Sight Success made a striking impression on debut for John Size as the son of Magnus sat wide with cover before posting an emphatic win in the Class 4 Pak Tam Chung Handicap (1200m).
“He’s done the job he’s supposed to do. He looks like he could win a few more races,” Size said of the Privately Purchased Griffin obtained from the 2018 Magic Millions Perth Yearling Sale.
“First starter, drawn the outside, is always a concern but he’s had a ton of practice. He’s obviously immature and inexperienced, so we’ll see how he develops.”
While Purton fired back with a double aboard Clear Choice and Wellington, Jerry Chau was also among those to disturb Moreira’s reign, continuing a fruitful association with Paul O’Sullivan’s Casimiro, winner of the Class 4 Tai Long Au Handicap (1600m).
Since taking over on the six-year-old, Chau has used his seven-pound claim to telling effect, winning twice from three attempts on the chestnut.
The success was Chau’s 23rd for the term.
“I think the step-up to the mile has been very good for him (Casimiro) and it was a very good ride,” O’Sullivan said.
“That was a very strong race, one of the best Class 4s all season. He’s done his job. He certainly looks a three-length better horse over 1600m than 1400m.”
In a triumph for perseverance and resilience, Alex Lai posted his first win of the season on Moon Peaks in the Class 5 Wong Shek Handicap (1200m) for Me Tsui.
Winless in 92 preceding attempts, Lai was jubilant after guiding the Choisir gelding to breakthrough success – ironically, denying Moreira.
“Last year was a hard time for me, this year has also been hard,” Lai said.
“I have to maintain a good attitude and try my best – it is very difficult.”

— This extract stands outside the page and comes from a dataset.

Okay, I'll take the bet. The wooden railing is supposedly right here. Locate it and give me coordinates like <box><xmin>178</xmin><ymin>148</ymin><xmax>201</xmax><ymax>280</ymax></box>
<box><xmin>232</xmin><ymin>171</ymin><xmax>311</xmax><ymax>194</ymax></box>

“You just have to keep working hard and hope for good rides.”
Flying Quest continued to defy age and market expectations (+5700) with a brilliant win in the Class 2 Cheung Sheung Handicap (2000m), delivering a belated Christmas present for David Hall and Matthew Poon.
“He’s an eight year old and we’ve discussed it many times about how long he’s going to keep going for because he’s been such a good horse to the owners, they don’t want to over-tax him,” Hall said.
“Every time we threaten to do something like that (contemplate retirement), he keeps running well and this season, once again I refer to his first-up run, and he was at the peak of his powers. He’s in the best form of his career.
“It was a little bit of a gamble. I put him in as a late entry. I thought ‘Small field and light weight.’ The best time to try a horse at 2000m is under those circumstances and he’s got the miles in his legs and he’s super fit.
“So we put him in, Poon was available who knows him really well and, bingo, we got a merry Christmas.”
The win was Flying Quest’s seventh in Hong Kong, but his first at Sha Tin.
Frankie Lor will consider his options – more likely at home than abroad – with Glorious Artist, winner of the Class 2 Chek Keng Handicap (1650m).
Given a beautiful ride by Derek Leung, the son of Zoffany registered his fifth victory on the All-Weather surface.
“Overseas – we don’t know yet,” Lor said of a potential campaign abroad. “The next time we see him might be on 17 January in the Class 1 over 1650m on the dirt at Sha Tin.
“We don’t know if we can go to Dubai or not – we’re still waiting.”
Glorious Artist logged Lor’s 29th success for the term, leaving him five adrift of Caspar Fownes, who celebrated a double with Green Envy winning the Class 5 Wong Yi Chau Handicap (1400m) and Double Take in the Class 4 Tai Long Tsui Handicap (1650m).
John Size sealed a double as Juneau Park claimed the Class 3 Luk Wu Handicap (1400m) under Frenchman Alexis Badel.